23.03.2016 / Blog

Plastikfrei durch den Tag

Ohne Plastik durch den Tag? Unser Pressesprecher Felix Wächter und seine Familie versuchen es.

Pressesprecher Felix Wächter mit Familie
Felix und seine Familie.

Immer häufiger sieht man Bilder von Plastikmüll in den Weltmeeren und verendeten Tieren. Für Umweltministerin Barbara Hendricks ist Plastikmüll ein „riesiges Problem“. Und auch im Handel wird die Plastikproblematik mittlerweile wahrgenommen: So verzichten beispielsweise große Drogerieketten seit kurzem auf kostenfreie Plastiktüten. Damit ist es für Viele allerdings auch getan.

Monika, Felix, warum habt ihr euch dazu entschieden, plastikfrei zu leben und wie kann man sich das im Alltag vorstellen?

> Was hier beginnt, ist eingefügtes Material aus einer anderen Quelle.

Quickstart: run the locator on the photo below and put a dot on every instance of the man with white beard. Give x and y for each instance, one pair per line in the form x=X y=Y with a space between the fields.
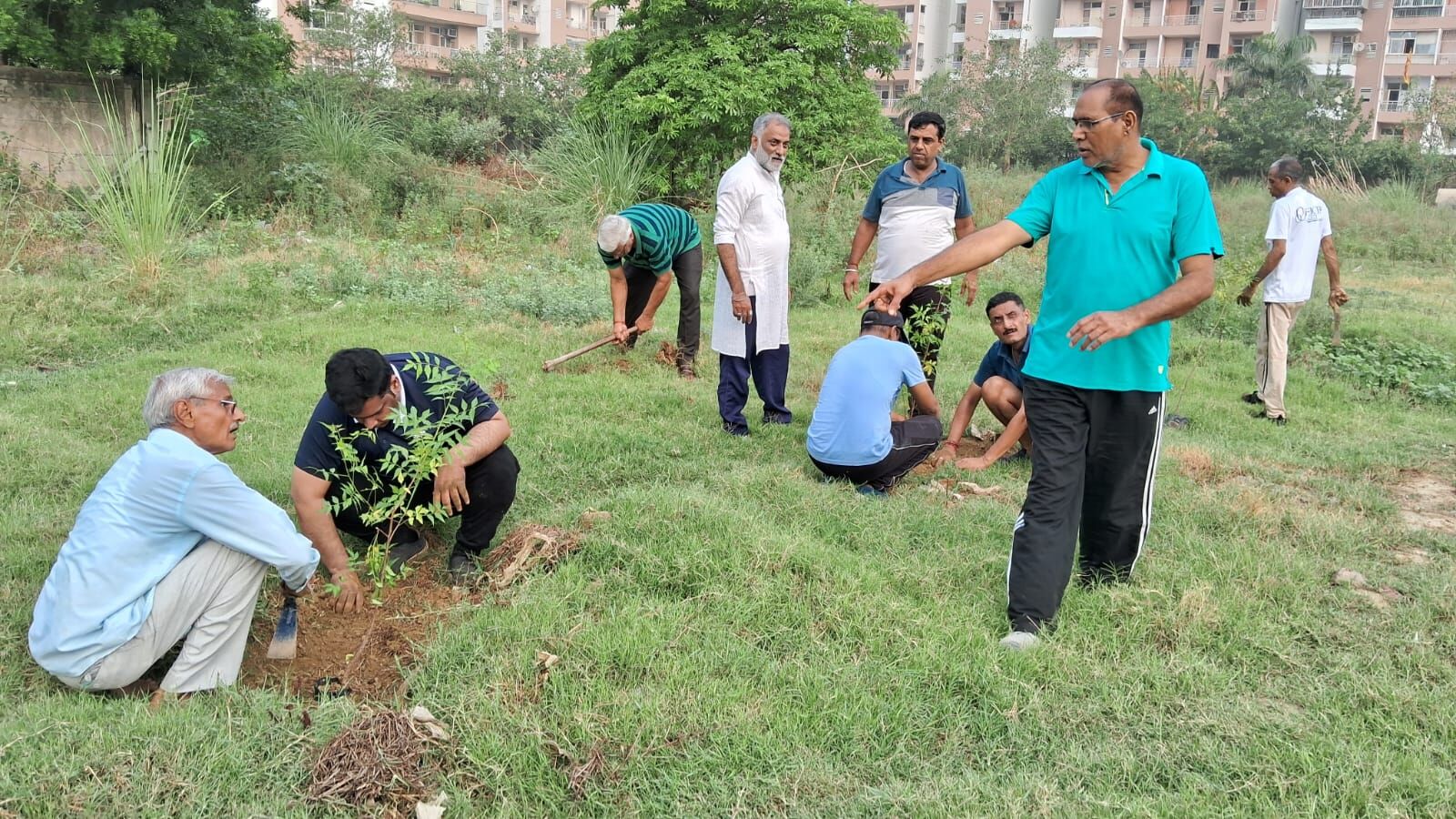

Beim Blick in den gelben Sack ist uns irgendwann aufgefallen, wie viel Plastikmüll wir eigentlich pro Woche produziert haben. Das war schon eine ganze Menge, vor allem Verpackungsmüll. Also haben wir uns gefragt, wie wir diesen Müllberg reduzieren können. Als erstes haben wir damit angefangen Milch und Joghurt ausschließlich im Glas zu kaufen. Im normalen Supermarkt stößt man dann allerdings relativ schnell an Grenzen, was plastikfreie Produkte angeht. Selbst Gemüse ist in Plastikfolie eingeschweißt. Wir gehen deshalb jetzt zweimal die Woche zum Markt und bringen unsere eigenen Baumwolltaschen oder Mehrwegverpackungen mit, so dass die Verkäufer uns Obst, Gemüse, Fleisch oder Käse direkt einpacken können. Am Anfang haben die Händler etwas irritiert geschaut, mittlerweile haben sie sich daran gewöhnt. Zudem verzichten immer mehr Leute auf Plastikverpackungen und Plastiktüten beim Einkauf. Neben dem Wochenmarkt gibt es in mehreren deutschen Städten bereits „unverpackt“-Läden. Dort kann man Lebensmittel direkt in mitgebrachte Gläser oder andere Verpackungen abfüllen.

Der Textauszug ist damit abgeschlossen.